IS THIS the year the historical dominance of the BFNL’s Betty Thompson Medal by midcourters and defenders ends?

Only time will tell as the league prepares to honour its fairest and best A-grade netballer this Sunday night at its annual awards night at the Bendigo Club.

Amid a quality crop of class midcourters, led by Kangaroo Flat’s two-time winner Chelsea Sartori, her Roos teammate Ash Ryan and Sandhurst’s young gun Shae Clifford, and brilliant defenders, Kangaroo Flat’s former Melbourne Vixens sharpshooter Ruby Barkmeyer and South Bendigo powerhouse Gabe Richards will start among the favourites.

But history will be against Barkmeyer and Richards, and the likes of Sandhurst’s four-time premiership star Bec Smith (the only goaler in the top 10 of last year’s voting) and young guns Torie Skrijel (Gisborne), Chloe Langley (Eaglehawk) and Mia McCrann-Peters (Golden Square), all proven vote getters in this and other competitions.

It has been 19 years since a permanent goal shooter last won the BFNL’s top individual netball award.

The last one was Kangaroo Flat’s Joanne Brown, who won the medal in 2006.

Back-to-back wins in 2023 and ’24 by Sartori continued a long tradition of midcourters claiming the prize.

Only Maryborough’s Krystal Doherty (2008 joint winner) and Alisha Chadwick (2010), Meg Gilbert (2014 joint winner), and two-time winners Heather Oliver (2015 and ’17) and Maddy Stewart (2018 and ’22) have bucked that trend as defenders since Brown’s triumph.

Far more surprisingly, the honour roll includes very few goalers across the league’s 35-year history.

It’s perhaps ironic that the first recipient of the league’s best and fairest award, Northern United’s Irene Kline, who won it when it was called the Fulton Medal (it was renamed the Betty Thompson Medal in 1997), was a goal shooter.

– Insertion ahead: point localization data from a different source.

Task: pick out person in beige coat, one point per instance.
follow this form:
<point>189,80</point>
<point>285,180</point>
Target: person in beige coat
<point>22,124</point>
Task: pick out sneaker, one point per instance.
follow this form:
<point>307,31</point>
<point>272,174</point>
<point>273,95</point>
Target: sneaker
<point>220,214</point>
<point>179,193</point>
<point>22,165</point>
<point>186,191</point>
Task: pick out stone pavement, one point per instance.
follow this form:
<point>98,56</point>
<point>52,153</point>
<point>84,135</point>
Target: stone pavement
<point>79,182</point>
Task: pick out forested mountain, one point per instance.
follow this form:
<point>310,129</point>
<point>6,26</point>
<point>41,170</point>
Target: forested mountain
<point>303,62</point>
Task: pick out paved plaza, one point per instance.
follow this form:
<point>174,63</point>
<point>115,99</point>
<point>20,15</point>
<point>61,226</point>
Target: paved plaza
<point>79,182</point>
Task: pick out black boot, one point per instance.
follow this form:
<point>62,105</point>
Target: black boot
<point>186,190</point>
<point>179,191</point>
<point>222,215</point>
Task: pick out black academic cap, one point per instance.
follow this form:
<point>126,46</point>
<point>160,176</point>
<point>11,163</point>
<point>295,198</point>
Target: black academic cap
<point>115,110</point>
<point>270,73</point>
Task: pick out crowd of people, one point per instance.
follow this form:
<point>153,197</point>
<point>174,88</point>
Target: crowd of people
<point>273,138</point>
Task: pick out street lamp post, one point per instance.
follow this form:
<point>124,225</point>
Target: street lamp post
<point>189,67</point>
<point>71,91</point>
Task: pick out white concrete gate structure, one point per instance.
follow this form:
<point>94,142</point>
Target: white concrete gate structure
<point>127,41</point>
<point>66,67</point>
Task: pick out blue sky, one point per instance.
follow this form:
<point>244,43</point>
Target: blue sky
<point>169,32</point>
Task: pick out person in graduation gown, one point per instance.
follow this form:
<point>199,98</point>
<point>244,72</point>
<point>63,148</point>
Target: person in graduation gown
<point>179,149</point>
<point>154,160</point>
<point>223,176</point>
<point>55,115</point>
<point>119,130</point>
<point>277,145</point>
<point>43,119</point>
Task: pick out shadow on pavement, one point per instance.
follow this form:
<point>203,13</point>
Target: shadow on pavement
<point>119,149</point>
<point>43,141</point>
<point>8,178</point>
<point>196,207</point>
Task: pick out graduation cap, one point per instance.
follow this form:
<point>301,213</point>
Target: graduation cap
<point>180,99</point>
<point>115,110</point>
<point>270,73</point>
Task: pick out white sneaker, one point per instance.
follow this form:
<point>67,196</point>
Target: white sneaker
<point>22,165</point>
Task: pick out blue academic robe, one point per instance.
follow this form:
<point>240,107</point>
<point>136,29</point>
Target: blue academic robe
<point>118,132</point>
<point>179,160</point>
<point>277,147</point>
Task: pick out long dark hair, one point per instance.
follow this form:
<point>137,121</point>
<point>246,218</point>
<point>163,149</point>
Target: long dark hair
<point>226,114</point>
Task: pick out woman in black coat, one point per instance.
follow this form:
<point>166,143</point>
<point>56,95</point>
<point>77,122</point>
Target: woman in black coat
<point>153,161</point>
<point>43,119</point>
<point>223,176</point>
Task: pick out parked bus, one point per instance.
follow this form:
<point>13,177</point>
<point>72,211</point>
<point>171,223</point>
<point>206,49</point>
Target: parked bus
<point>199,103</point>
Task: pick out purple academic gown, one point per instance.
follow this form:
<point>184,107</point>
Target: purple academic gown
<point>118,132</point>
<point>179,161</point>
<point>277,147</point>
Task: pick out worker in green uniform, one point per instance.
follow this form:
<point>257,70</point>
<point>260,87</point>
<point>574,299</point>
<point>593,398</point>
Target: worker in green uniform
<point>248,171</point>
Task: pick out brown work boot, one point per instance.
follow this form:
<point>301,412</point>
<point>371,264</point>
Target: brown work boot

But in a sign of things to come, seven of the next nine medal counts were won by midcourters, including dual winners Carol Sing and Rose Gallagher (nee Walgers).

Sandhurst’s Kay Walsh (1996) and Eaglehawk’s Genevieve Slater (1998) flew the flag for the defenders during the league’s first decade.

In between Kline’s inaugural win and Brown’s 2006 victory, ‘The Betty’ just twice went the way of goalers.

Kangaroo Flat’s Michelle Atherton broke a 10-year drought for the goalers in 2001, while Maryborough’s Alicia Cassidy – the league’s games record holder – won it as a goaler in 2005, sharing the honour with Castlemaine’s Georgia Wills.

Like many of her league medal-winning peers, Cassidy is equally remembered for her performances in another part of the court, in her case as a force in the midcourt.

A handful, including dual winners Oliver and Stewart and Lani-Jo Bryers (1993), stamped themselves as class goalers, just not in their medal-winning seasons.

Adding to the mystery, while Betty Thompson success has eluded a long and growing list of class goalers, that has not been the case with the highest individual honour on grand final day.

The last two grand final best on court medals were awarded to goalers – Gisborne’s Skrijel (2024) and Claudia Mawson (2023).

Barkmeyer was best on court in Kangaroo Flat’s last premiership triumph in 2016 as a 16-year-old, while Lou Dupuy claimed the medal for a superb second-half performance for Golden Square in 2011, after starting the game in defence.

Asked for their opinions on the dearth of shooters on the honour roll, two of the league’s all-time best defenders Alicia McGlashan and two-time winner Stewart were adamant it did not do justice to the high calibre of goalers to have played in the league.

“To be honest, the best team of the season often don’t get the Betty because the team shared votes due to all being great players – you don’t win premierships with one standout,” she said.

“There were always lots of great goalers, but votes would be shared with other players in those good teams.

“At Kangaroo Flat, I always thought Nina Cass deserved votes because she was unstoppable in GS, but they didn’t come her way.

“She made it look easy; she was that good.

“Christie Rogers (nee Carmody) was formidable when she played goals for Eaglehawk in the BFNL.

“Smart, strong and a great leader.”

Selected in the BFNL’s 2010-19 Team of the Decade starting seven alongside Gabe Richards, Rogers made a habit of winning league medals in the Loddon Valley football league, claiming a trio of wins with Calivil United.

McGlashan, who will be chasing her seventh A-grade premiership medal in two weekend’s time following the Roos semi-final win over Sandhurst last Saturday, is hopeful her teammate Barkmeyer can break the goaler curse.

“Ruby has been phenomenal this year and definitely up for the Betty,” she said.

“Even in such a strong team.”

Stewart, now playing for Foster in the Mid Gippsland league, where she was crowned as the joint league best and fairest only last week, pointed to the perhaps higher expectations placed on goalers as a factor.

“Their expectation is to shoot the goals and maybe people don’t understand the pressure on goalers,” she said.

“Any time a goaler misses, it’s probably noticed more than any other mistake on the court.

“That might count against them in some eyes.”

A sincere Stewart said it was hard to ignore that her 15 years at Gisborne had coincided with an amazing era of midcourters in the BFNL, underpinned by three players – her Bulldogs teammate Tiana Newman, Brianna Dalrymple-Monro (Sandhurst/Strathfieldsaye) and Sartori – all having won dual medals.

“There has been some goalers very unlucky to not poll as many votes, but we have had very strong middies and defenders,” she said.

“I’ve always said that Kelsey Meade (Sandhurst) was one of the best players I have had to play on and I’m sure she deserves more votes than she gets.

“I know Gabe has been up there before (third in 2017) and Claudia Mawson, my old Gisborne teammate, is an amazing player.

“But being such a strong league, it takes a great player to win, regardless of where they play on the court.”